As it was night time when they arrived, it had been decided to introduce the dog to its new owners the next day. This meant Eve and Corky spending a night at a hotel.
“Knowing that Corky hated the lead and would refuse to walk with it meant that I had to transport him everywhere in the crate. He weighed almost 30kg, with the crate adding an additional 10kg,” said Eve. “I was having to move more or less the equivalent of my own body weight, and I’m only 5’3ft as well so trust me, it was difficult!”
Although Corky had become relaxed in Eve’s presence, the next big challenge was meeting his new owners.
First to visit was Louise. “Corky peed on the floor, ran into the corner of the room, and growled relentlessly. My heart broke seeing him so scared. Even though there was no threat, he was just so uncomfortable,” wrote Eve.
Eventually, after offering him steak without success, Louise just approached him and once she stroked him, he stopped growling, realising that no one was going to hurt him.
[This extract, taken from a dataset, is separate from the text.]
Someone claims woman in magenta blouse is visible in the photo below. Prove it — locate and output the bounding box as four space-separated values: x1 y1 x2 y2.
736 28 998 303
When Jamie Redknapp entered the room with the family’s two Sharpei dogs, Corky started up again but this time calmed down quickly.
Once at the Redknapp’s home, Corky was surprisingly quick to get his bearings.
“The previous day I had been introduced to an easily spooked, nervous dog that would avoid coming too close at all costs,” Eve wrote. “Today I was watching a dog with relaxed body language and a wagging tail receive cuddles from his new family members.”
The Redknapp family reported that over the next few days Corky had found the confidence to climb onto the sofa and eat chicken out of people’s hands. Most importantly, they had been able to take him out on walks and he had behaved perfectly on the lead.
And the dog is not the only one that benefited from the adoption. The Redknapps are also happy with their choice.
“We are all really proud to have adopted, and I think more people should try it,” said Louise Redknapp earlier this week. “Corky is a sweetheart and he will be so loved.”